[Patch] Update to Checker Development Manual

Hello all,

Several months ago, I posted a tutorial about developing a plugin for the Analyzer. After some discussion, it was decided that parts of the tutorial should be integrated into the existing Checker Development Manual.

I’ve finally had time to complete the majority of this work. Attached is a patch that contains the changes to date. This adds the following information:

  • Custom Program States
  • Checker Skeleton
  • Bug Reports
  • Additional sources of information

I also cleaned up the table of contents a bit, and fixed a incorrect tag.

There are still some other parts that I am looking at adding, most notably a description of how the Analyzer processes through a function, building the program state (I had an example of this in the original tutorial, but I now think it will need to be completely rewritten). Since I’m not sure how long these additional sections will take, I want to get the ball rolling on getting these changes reviewed and merged.

–Sam

checker_dev_manual.diff (13.3 KB)

+cc Anna, Jordan

Has someone had a chance to review this yet?

–Sam

Whoops, sorry. Short answer: no.

Slightly longer answer: I glanced through it and it’s actually looking quite good, but I’d/we’d like a chance to look at it more carefully before landing it…which probably won’t happen until next week. Sorry!

Jordan

Hello all,

Several months ago, I posted a tutorial about developing a plugin for the Analyzer. After some discussion, it was decided that parts of the tutorial should be integrated into the existing Checker Development Manual.

I’ve finally had time to complete the majority of this work. Attached is a patch that contains the changes to date. This adds the following information:

  • Custom Program States
  • Checker Skeleton
  • Bug Reports
  • Additional sources of information

I also cleaned up the table of contents a bit, and fixed a incorrect tag.

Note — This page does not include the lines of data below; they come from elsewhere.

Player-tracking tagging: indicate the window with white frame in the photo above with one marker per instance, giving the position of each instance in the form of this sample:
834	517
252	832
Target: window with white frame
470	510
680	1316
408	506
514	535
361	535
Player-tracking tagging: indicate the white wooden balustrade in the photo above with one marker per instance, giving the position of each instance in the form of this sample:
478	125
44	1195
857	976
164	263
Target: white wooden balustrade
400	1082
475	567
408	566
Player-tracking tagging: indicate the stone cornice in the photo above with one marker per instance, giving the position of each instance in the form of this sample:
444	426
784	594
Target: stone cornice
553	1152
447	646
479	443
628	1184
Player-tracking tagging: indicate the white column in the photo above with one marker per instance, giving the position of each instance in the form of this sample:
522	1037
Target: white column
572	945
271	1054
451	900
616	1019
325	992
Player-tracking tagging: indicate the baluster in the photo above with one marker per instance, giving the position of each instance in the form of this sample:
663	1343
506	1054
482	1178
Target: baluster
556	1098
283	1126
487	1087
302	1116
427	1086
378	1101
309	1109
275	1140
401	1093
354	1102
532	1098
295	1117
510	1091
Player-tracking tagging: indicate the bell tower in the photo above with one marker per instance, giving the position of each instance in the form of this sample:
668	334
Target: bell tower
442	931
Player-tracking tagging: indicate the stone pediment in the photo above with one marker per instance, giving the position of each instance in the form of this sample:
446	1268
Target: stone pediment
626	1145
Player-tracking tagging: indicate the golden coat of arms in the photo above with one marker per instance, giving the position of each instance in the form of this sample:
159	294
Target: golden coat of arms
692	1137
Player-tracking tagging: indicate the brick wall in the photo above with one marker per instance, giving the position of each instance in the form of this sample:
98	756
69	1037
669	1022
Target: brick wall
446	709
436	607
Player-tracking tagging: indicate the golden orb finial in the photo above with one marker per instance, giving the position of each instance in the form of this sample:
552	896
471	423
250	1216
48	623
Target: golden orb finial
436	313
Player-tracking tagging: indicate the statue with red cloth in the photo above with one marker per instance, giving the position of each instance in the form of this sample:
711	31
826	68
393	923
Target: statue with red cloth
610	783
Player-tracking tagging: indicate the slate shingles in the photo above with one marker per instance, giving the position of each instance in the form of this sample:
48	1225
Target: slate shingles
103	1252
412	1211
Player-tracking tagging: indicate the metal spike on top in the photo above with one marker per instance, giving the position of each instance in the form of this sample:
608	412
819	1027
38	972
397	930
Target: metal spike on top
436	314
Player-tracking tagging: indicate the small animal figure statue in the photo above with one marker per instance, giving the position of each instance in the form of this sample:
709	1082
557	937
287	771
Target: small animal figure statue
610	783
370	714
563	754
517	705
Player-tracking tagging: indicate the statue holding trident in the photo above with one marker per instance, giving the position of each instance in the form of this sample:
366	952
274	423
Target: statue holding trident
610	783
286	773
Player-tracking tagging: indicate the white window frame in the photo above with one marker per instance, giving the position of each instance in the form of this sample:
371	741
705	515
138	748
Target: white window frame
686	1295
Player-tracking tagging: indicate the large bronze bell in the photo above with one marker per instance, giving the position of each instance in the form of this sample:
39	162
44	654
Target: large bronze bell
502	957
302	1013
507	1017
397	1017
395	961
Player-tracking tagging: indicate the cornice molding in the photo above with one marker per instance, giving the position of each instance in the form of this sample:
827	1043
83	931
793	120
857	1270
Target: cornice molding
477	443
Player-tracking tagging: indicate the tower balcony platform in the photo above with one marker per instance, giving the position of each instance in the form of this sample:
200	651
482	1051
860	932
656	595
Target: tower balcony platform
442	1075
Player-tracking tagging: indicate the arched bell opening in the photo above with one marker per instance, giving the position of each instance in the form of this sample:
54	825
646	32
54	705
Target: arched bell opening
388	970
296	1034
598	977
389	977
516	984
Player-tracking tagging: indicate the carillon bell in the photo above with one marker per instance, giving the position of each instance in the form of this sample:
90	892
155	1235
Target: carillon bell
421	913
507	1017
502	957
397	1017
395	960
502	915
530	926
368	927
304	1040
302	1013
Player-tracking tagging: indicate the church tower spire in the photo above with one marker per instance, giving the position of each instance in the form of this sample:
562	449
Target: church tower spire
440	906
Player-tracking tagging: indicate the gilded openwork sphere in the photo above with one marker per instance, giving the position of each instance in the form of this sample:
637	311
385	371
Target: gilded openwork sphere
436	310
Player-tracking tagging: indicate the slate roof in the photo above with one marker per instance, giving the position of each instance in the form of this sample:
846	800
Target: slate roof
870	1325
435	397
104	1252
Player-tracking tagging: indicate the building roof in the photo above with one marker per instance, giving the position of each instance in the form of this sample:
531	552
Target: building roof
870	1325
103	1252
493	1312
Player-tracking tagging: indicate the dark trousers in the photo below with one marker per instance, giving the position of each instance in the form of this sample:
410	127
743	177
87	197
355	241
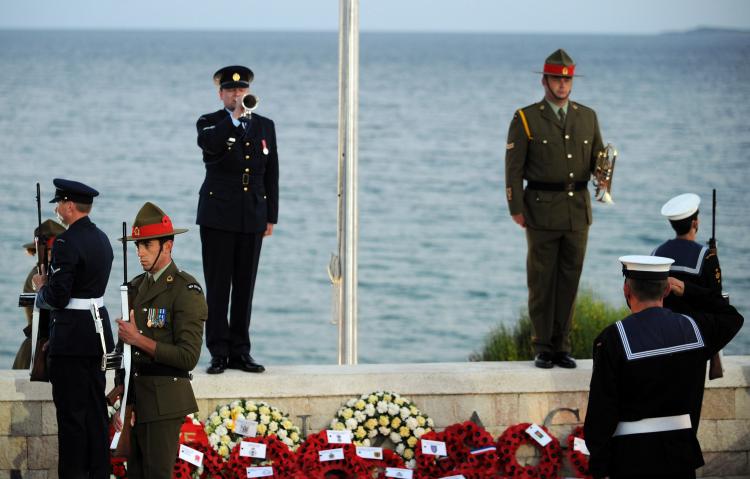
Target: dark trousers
82	427
553	269
153	448
230	261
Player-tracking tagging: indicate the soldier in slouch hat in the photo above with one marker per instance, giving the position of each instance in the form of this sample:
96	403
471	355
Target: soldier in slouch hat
165	332
78	274
553	145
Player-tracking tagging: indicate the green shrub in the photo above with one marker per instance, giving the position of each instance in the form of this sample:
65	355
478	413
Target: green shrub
514	343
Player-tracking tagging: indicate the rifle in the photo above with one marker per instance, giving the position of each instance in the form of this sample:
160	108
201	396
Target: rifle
121	443
715	367
40	317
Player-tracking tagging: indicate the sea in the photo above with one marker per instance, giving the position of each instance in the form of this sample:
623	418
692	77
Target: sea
440	261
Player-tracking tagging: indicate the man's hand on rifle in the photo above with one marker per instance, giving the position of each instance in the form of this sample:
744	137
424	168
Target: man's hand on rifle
39	279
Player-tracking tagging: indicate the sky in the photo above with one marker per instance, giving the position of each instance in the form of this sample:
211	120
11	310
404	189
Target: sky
502	16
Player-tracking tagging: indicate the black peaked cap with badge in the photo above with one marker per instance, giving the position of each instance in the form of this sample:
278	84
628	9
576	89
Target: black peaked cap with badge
69	190
235	76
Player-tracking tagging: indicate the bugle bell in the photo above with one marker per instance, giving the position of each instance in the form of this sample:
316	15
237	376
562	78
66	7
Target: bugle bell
603	172
249	103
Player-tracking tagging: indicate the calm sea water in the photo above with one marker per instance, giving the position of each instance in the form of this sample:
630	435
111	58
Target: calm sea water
441	263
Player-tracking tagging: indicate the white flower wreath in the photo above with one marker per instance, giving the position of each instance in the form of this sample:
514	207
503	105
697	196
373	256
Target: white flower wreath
220	425
380	416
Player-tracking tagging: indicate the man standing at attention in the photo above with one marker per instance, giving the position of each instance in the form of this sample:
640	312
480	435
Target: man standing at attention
166	332
78	274
553	145
238	206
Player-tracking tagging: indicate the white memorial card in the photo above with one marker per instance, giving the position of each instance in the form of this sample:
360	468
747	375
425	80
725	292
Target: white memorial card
339	437
538	434
253	449
190	455
246	428
265	471
330	455
433	448
580	446
399	473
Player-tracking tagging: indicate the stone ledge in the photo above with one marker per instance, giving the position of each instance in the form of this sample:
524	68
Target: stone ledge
407	379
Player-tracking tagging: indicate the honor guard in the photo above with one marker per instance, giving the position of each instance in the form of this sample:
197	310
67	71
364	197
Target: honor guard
48	231
238	205
695	265
165	332
552	145
74	292
648	377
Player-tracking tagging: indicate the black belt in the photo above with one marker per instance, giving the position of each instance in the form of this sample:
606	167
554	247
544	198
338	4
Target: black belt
160	370
543	186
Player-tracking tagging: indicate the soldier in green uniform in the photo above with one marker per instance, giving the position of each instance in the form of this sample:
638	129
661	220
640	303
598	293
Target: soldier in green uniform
166	332
49	231
553	145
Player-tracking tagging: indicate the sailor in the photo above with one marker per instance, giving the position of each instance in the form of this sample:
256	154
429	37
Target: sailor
238	207
78	274
695	273
165	332
48	231
648	377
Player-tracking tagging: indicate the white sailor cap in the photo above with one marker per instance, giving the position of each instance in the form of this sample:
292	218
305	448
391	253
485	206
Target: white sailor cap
645	267
681	206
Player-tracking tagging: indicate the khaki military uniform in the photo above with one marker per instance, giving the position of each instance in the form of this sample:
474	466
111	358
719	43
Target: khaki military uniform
170	311
557	160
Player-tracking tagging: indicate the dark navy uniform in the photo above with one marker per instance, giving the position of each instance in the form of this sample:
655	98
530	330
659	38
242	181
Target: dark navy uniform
81	262
696	266
652	364
239	196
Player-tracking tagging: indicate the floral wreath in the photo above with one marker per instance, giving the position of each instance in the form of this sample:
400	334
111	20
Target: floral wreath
220	425
278	455
578	460
373	418
508	444
308	459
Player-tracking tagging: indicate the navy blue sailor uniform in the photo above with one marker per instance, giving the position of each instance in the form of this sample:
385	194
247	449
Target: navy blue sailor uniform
81	263
239	196
695	265
647	388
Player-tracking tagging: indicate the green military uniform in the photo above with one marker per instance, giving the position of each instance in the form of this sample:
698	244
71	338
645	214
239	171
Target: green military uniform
556	158
170	310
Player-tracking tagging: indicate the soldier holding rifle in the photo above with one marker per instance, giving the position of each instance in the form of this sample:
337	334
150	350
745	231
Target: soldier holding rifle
73	291
165	332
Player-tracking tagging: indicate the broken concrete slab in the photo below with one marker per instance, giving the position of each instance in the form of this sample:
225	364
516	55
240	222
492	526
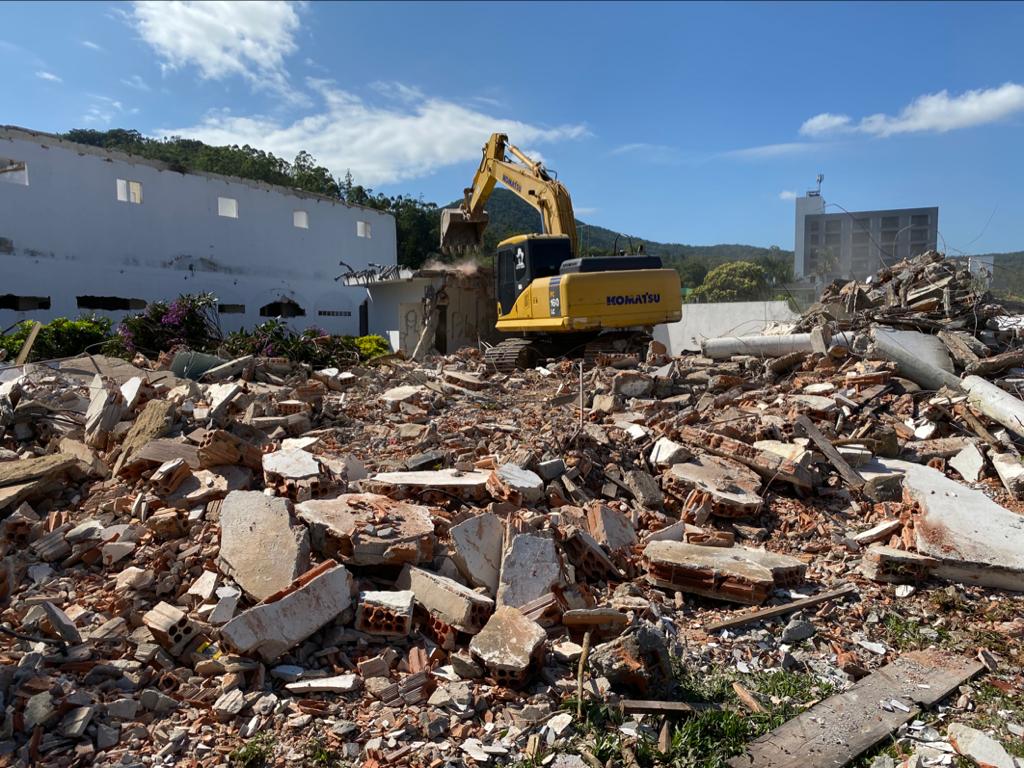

There are still some other parts that I am looking at adding, most notably a description of how the Analyzer processes through a function, building the program state (I had an example of this in the original tutorial, but I now think it will need to be completely rewritten). Since I’m not sure how long these additional sections will take, I want to get the ball rolling on getting these changes reviewed and merged.

–Sam

All opinions expressed in posts from this account are entirely my own, and not
those of any present or former employer. Furthermore, I assert that all works
contributed to the Clang project (1) were developed using no equipment,
supplies, facility or trade secrets of any such employer, (2) were developed
entirely on my own time, and (3) do not result from any work performed for any
such employer.

+cc Anna, Jordan

Has someone had a chance to review this yet?

Hi Sam,

Thanks for preparing the patch!

I’ve started reviewing this.

Anna.

Sam, thank you so much for working on this!

Here are some comments. However, this generally looks good.

Anna.

---- Custom Program states
+


+Checkers often need to extend the program state information to include their own
+custom information. The preferred way to do so is to use one of several macros
+designed for this purpose. They are:

Anna:

+<p>These macros will cover a majority of use cases; however, they still
have a
+few limitations. They cannot be used inside namespaces (since they expand
to
+contain top-level namespace references), and the data types that they
define
+cannot be referenced from more than one file.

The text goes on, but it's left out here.